Subterranean – New Designs on Bowie’s Berlin
British drummer Dylan Howe leads his own small ensemble, plays drums in his father’s trio (dad is guitarist Steve Howe) and has worked with Wilko Johnson and Ian Dury among others here covers Bowie’s Berlin-era instrumentals; reinterprets them, shifts their context. The electronic elements are still crucial hallmarks but the saxophones of Julian Siegal and Brandon Allen turn All Saints into Tenor Madness as overseen by Eno, the late-night waft of jazz that permeates Wayne Shorter’s score from Glengarry Glen Ross is as crucial to opening cut, Subterraneans as Low.
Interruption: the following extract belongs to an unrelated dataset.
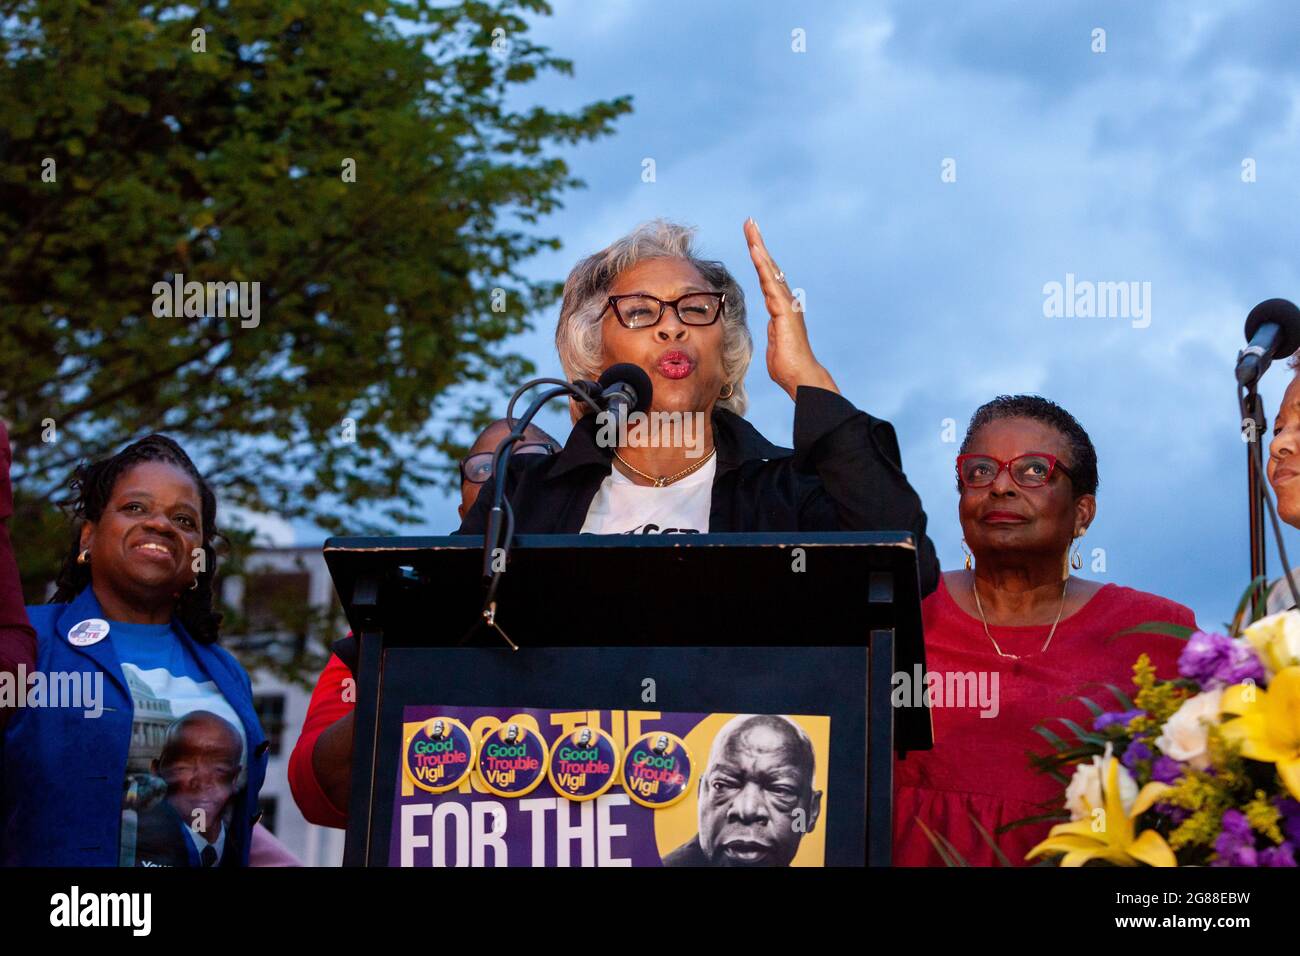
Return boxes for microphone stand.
[1242,384,1268,616]
[471,378,602,649]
Portishead’s Adrian Utley guests on the 11-minute version of Warszawa, its Bowie-version motif easily recognisable with jazz shapes darting all about, playing peekaboo with the song’s melody. Steve Howe pops in for album closer, Moss Garden. The rest of the time it’s Dylan and his band – the piano of Ross Stanley a crucial element in particular, drizzled out over the tunes in a way that occasionally shows glimpses of the great Mike Garson, many of these pieces feeling, texturally, like they wouldn’t have been out of place as part of the fabric of Bowie’s great, underrated/overlooked Outside.
Weeping Wall begins with a short hint that an open drum solo will emerge, but that’s cut off by the insistence of the groove. Stanley’s piano and synths lead the way and Howe, as seems to be his job here with these casually stunning arrangements, offers surprises in the punctuation of the piece. It’s all about new phrasing and Howe’s job as leader for this set is to change the flow of the conversation. He does that well on Wall and Some Are, creating space for the other instruments to dance.
Art Decade is another perfect example of how these new jazz clothes have been draped over the existing ambient/electronic form. You can always say the original shape of the tune still but the new outfit accentuates the latest twirl.
A whole new way of hearing some of the most intriguing music Bowie made. Howe’s new directions keep the gentle-creeping feel of Bowie’s tunes but give them (just a bit more of) a pulse; allow them to dance. It’s a stunning recreation, somehow faithful and yet you just wouldn’t think it’d work on paper. Well, on the record these songs truly come alive.